For effective reporting of the IOtatistics of individual worker threads, we need a thread-level context that IO components update(HADOOP-17461).

IOStatistics is a statistics capturing API created by Steve Loughran which includes counters, max, mins, means, and gauges for a filesystem and streams to look at. These statistics give off better details for a job or operation than we had previously in the Hadoop world and could be used to figure out performance improvements needed in certain areas of a filesystem.

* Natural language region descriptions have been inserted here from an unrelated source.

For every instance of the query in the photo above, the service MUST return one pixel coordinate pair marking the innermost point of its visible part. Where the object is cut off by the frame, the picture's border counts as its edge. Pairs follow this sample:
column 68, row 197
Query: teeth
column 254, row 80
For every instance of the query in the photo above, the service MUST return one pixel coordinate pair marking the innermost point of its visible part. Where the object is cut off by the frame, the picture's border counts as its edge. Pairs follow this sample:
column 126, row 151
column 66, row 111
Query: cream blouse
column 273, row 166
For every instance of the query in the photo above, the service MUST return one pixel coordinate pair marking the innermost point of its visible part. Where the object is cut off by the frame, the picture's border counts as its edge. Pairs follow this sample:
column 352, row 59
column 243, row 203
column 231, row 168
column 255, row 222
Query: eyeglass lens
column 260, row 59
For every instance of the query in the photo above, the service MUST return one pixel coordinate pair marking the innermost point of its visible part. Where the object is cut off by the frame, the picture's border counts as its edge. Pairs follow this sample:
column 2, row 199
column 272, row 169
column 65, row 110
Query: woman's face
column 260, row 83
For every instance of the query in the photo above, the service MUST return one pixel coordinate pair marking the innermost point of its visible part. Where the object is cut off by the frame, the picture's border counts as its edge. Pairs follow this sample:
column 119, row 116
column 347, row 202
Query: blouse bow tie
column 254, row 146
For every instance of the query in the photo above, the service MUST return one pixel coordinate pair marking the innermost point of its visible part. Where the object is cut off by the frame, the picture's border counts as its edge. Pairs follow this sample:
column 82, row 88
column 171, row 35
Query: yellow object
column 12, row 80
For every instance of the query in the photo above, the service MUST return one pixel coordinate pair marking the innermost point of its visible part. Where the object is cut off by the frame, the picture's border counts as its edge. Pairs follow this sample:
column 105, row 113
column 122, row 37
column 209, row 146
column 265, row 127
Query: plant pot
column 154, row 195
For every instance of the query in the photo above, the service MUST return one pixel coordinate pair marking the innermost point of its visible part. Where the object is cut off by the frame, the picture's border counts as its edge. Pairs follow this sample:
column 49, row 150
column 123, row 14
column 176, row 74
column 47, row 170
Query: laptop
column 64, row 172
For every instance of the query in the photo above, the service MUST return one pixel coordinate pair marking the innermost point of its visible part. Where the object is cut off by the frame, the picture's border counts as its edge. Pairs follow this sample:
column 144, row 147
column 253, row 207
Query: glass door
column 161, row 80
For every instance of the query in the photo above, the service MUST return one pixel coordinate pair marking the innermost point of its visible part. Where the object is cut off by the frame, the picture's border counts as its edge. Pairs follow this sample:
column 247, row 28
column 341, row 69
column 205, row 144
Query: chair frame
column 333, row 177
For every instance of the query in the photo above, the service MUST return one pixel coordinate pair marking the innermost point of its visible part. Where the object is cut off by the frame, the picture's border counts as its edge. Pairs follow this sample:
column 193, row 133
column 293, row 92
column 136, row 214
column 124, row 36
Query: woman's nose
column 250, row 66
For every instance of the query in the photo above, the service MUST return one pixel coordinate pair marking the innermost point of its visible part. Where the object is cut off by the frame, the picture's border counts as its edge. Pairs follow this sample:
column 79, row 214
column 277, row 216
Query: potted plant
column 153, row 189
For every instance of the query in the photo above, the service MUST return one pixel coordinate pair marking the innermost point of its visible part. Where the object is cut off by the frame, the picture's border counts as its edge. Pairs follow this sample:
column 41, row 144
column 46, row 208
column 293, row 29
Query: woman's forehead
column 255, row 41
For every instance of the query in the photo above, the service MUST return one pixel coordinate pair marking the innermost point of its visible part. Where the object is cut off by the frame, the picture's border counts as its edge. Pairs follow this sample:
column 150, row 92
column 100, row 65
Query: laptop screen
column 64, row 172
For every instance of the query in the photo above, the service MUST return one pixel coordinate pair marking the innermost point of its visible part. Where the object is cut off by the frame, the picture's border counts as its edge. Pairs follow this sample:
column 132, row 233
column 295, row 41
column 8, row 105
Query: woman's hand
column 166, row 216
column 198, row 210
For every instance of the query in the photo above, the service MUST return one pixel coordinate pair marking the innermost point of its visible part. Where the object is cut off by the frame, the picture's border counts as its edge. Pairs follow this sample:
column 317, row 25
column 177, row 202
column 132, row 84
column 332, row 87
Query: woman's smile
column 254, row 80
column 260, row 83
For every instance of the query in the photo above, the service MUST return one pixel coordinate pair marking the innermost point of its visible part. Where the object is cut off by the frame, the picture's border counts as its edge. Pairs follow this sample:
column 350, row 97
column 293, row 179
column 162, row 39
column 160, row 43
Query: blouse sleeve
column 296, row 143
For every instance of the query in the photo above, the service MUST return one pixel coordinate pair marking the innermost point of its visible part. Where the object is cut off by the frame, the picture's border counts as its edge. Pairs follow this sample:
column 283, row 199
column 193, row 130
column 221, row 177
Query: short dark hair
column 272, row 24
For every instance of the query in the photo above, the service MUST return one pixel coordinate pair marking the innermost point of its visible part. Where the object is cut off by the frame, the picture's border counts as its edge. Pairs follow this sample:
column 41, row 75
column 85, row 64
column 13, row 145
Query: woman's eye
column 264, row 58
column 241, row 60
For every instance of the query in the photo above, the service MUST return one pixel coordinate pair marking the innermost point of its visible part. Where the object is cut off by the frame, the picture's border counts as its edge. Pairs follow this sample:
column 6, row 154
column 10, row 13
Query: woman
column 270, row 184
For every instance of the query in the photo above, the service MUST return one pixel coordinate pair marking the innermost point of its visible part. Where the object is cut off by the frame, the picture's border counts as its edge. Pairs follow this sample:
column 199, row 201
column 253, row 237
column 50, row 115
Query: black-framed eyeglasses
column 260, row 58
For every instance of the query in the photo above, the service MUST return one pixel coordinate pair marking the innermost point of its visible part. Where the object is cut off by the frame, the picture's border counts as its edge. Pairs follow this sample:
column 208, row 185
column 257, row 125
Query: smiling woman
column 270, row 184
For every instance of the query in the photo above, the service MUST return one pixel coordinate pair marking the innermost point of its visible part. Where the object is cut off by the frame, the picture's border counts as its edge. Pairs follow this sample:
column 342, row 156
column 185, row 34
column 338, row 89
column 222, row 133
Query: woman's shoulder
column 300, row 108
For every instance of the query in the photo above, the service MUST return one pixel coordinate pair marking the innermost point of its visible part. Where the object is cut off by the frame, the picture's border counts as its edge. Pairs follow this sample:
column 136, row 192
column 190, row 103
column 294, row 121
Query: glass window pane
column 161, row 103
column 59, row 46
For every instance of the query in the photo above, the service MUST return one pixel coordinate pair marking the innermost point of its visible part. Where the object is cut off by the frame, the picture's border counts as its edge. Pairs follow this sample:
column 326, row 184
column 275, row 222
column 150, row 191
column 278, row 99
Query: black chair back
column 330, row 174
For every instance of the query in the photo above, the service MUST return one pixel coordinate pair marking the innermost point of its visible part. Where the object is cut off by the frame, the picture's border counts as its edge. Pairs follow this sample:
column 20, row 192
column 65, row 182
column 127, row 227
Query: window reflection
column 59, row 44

Implementation in S3A and ABFS streams includes the creation of an IOStatisticsSnapshot WeakReferenceTreeMap which would store a specific thread ID as the key and the Snapshot of an IOstatistics instance as the value. Only aggregating it once the stream closes and then setting the snapshot back. This would help in getting the IOStatistics of a particular thread’s work even after the streams are closed.

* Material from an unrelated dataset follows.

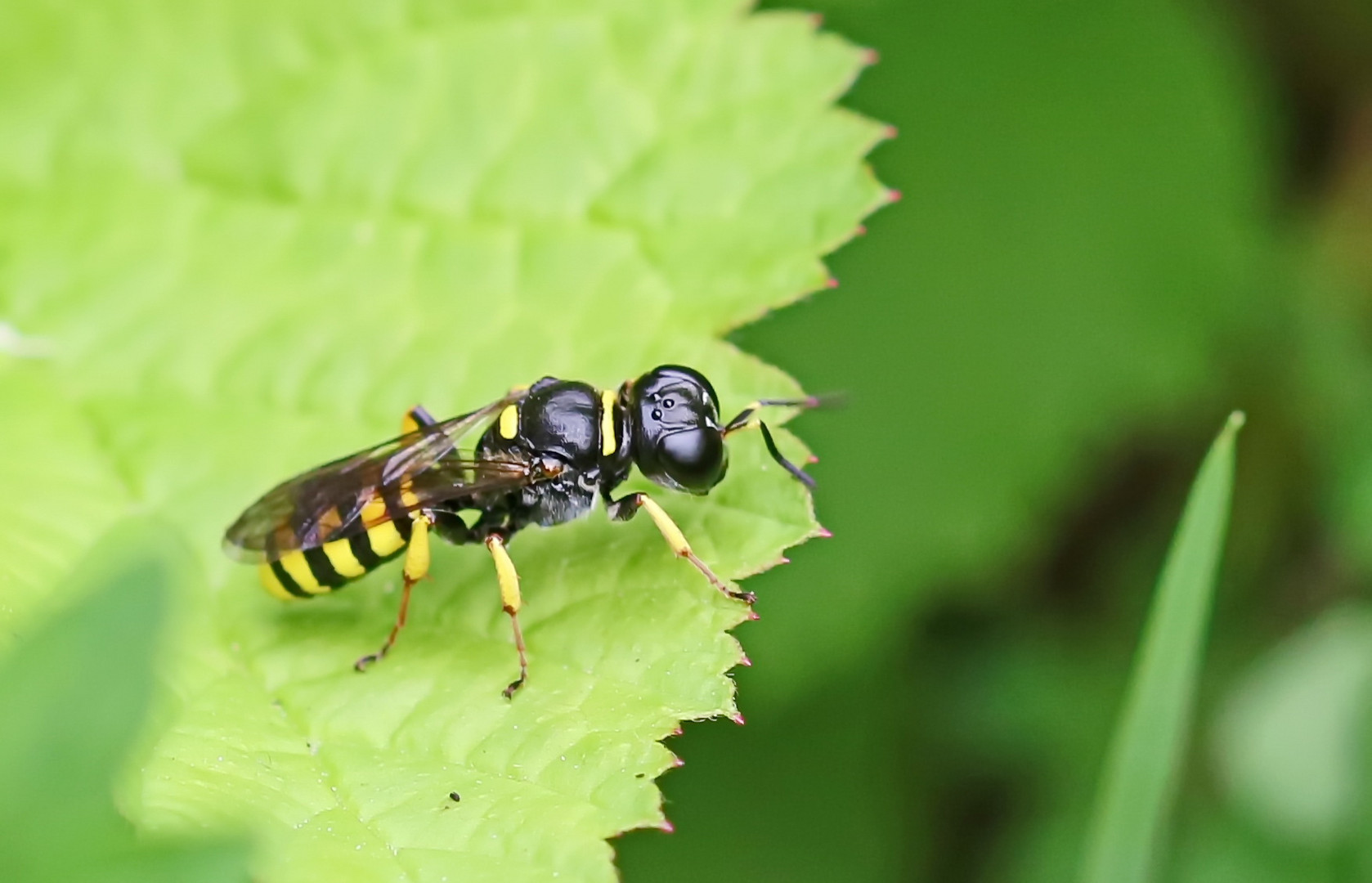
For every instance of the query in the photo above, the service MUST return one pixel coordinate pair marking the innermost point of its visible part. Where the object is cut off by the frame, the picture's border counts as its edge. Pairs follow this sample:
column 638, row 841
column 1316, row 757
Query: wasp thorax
column 678, row 441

This would provide a better view into Hive and spark jobs in the big data space where the failure of a job doesn’t necessarily end up with a certain set of statistics to look at and debug the issue better. Having the statistics per thread level is also beneficial in getting a better look into such jobs dealing with big data and presenting us with a good way to understand the issue better on a thread level.

Speakers:


Mehakmeet Singh: Cloudera, Software Engineer II, My name is Mehakmeet Singh, have a bachelors in Technology in Computer Science, and landing an Internship + FTE at Cloudera was my first venture in this industry straight out of college. After being here for around 2 years I have contributed a lot to the OpenSource community mostly via the Cloud-Connectors projects which I am a part of in Cloudera. My work began with gathering simple Counters in Azure Blob Filesystem(ABFS) in Hadoop to Implementing Client-Side Encryption in AWS S3A, Providing a better way to buffer data in ABFS to not run into OOM errors, and then working on Thread-level gathering of IOStatistics. I’m still young in this field but have a ton of support in my company from my colleagues to reach out to the Apache community and contribute. This would be my first of many ApacheCon, and would be my biggest speaking platform until now, but you have to start from somewhere and grow with these experiences, and I’ll gladly be a part of it and look forward to projects from others as well.